Pakistan Budget 2026-27 Health Allocation Hits Rs53.3bn as PMA Warns of Public Health Emergency

Sunday, June 14, 2026
2 mins read
Pakistan Budget 2026-27 Health Allocation

Pakistan budget 2026-27 health allocation has reached Rs53.3 billion across federal health projects including the Public Sector Development Programme, according to budget documents released on Saturday, though the Pakistan Medical Association has responded by declaring the country to be in a full-blown public health emergency driven by misplaced spending priorities and rampant inflation.

Of the Rs22 billion earmarked for the Ministry of National Health Services, Rs20.7 billion will be financed through domestic resources and Rs1.3 billion through foreign assistance. Under the PSDP, the government has proposed Rs24.3 billion for the health and nutrition sector, a notable increase on the previous fiscal year, when the health sector was initially allocated Rs16.5 billion and subsequently revised downward to Rs14 billion.
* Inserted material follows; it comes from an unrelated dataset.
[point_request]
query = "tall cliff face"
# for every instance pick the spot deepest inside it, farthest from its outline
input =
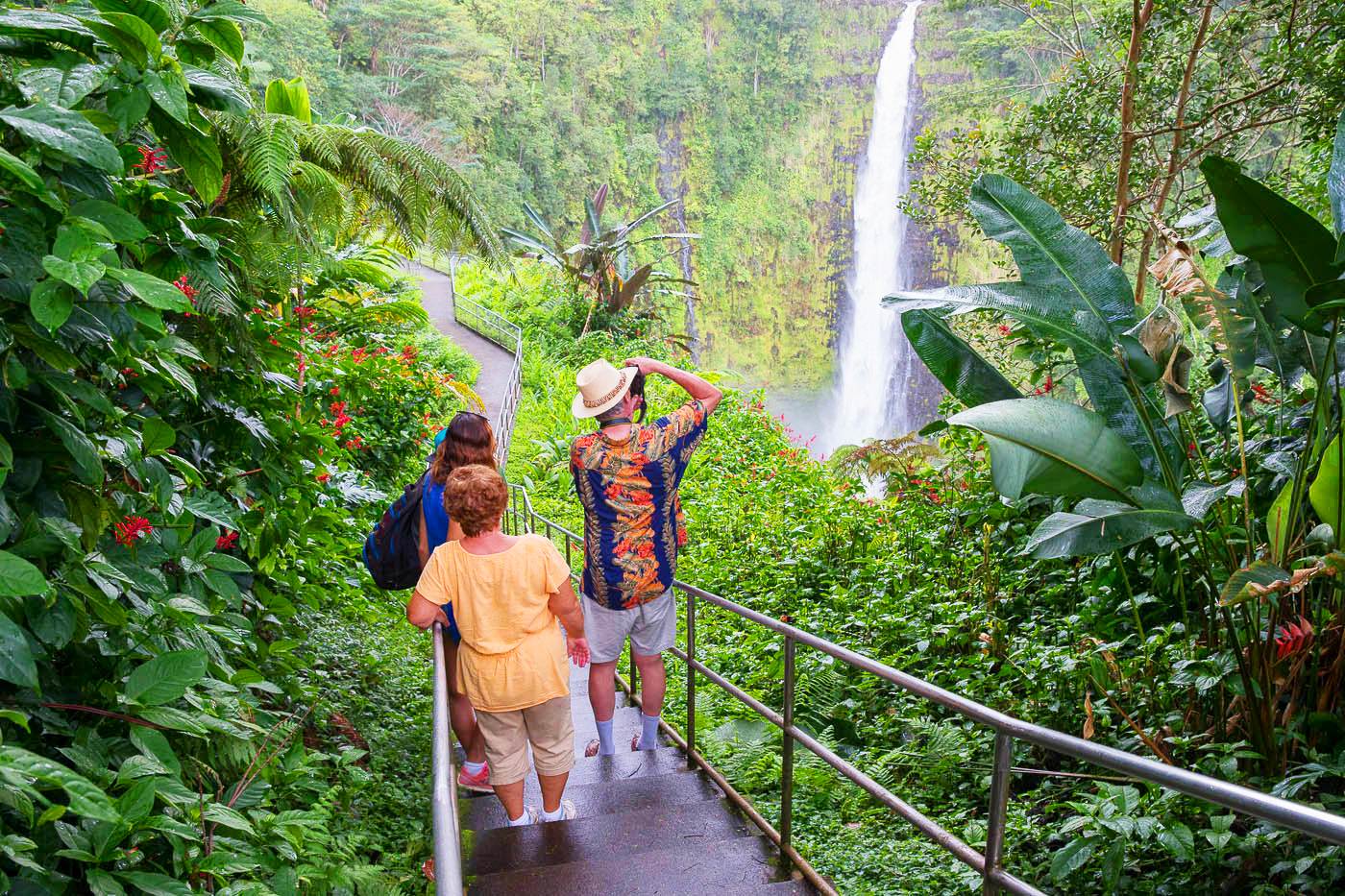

The health sector’s share of the overall social sector development budget stands at 2.2 per cent of the total Rs187.2 billion social sector allocation for FY2026-27.

Pakistan Budget 2026-27 Health Projects: Islamabad and Rawalpindi in Focus

Among the key projects included in the budget, the government has proposed Rs1.5 billion for cardiovascular research and disease prevention at the National Institute of Heart Diseases (NIHD) in Rawalpindi. A further Rs1 billion has been earmarked for the expansion and upgrading of the Armed Forces Institute of Cardiology and the NIHD, aimed at enhancing specialised cardiac care capacity in the twin cities.

The budget also includes initial funding for a significant longer-term infrastructure project. The National University of Medical Sciences has been allocated funds to acquire land from the Capital Development Authority for the establishment of a proposed medical city in Islamabad. The allocation covers only the land acquisition phase, with the broader development expected to unfold over subsequent fiscal years.

PMA Rejects Priorities, Warns of Systemic Collapse

Despite the overall increase in the headline figure, the Pakistan Medical Association issued a sharply critical response to the budget’s health provisions. PMA Secretary General Dr Abdul Ghafoor Shoro said the Rs53.3 billion allocation continued to favour visible infrastructure at the expense of the essential mechanisms needed to confront what he described as a silent, nationwide maternal and child nutrition crisis.

Dr Shoro highlighted several individual line items as evidence of structural neglect. The One Health Workforce Development programme has been allocated Rs99.9 million, a figure he described as negligible and one that leaves the country exposed to active disease threats including Mpox, measles, dengue, and polio. The Common Management Unit for tuberculosis, HIV/AIDS, and malaria has received Rs500 million despite Pakistan carrying one of the world’s heaviest tuberculosis burdens and an expanding hepatitis C epidemic estimated to affect 10 million people. The Drug Control Section has been allocated just Rs144 million.

Dr Shoro said that ongoing federal health schemes carry throw-forward liabilities exceeding Rs121 billion, effectively tying the hands of future policymakers and locking public capital into infrastructure projects for years to come. He added that approximately 70 per cent of healthcare resources were being directed towards brick-and-mortar operations and specialised tertiary care, with prevention, disease surveillance, and nutrition defence left largely unfunded.

“The reality on the ground remains catastrophic for the average citizen,” Dr Shoro said, “validating the medical fraternity’s long-standing warning that Pakistan’s healthcare infrastructure is entering a state of systemic collapse due to structural neglect.”

The PMA drew particular attention to the interaction between health spending and economic inflation, arguing that rising food prices were stripping families of the ability to afford basic nutrition at the same moment the federal government was choosing to concentrate its health resources on large capital projects rather than frontline disease prevention and public health systems.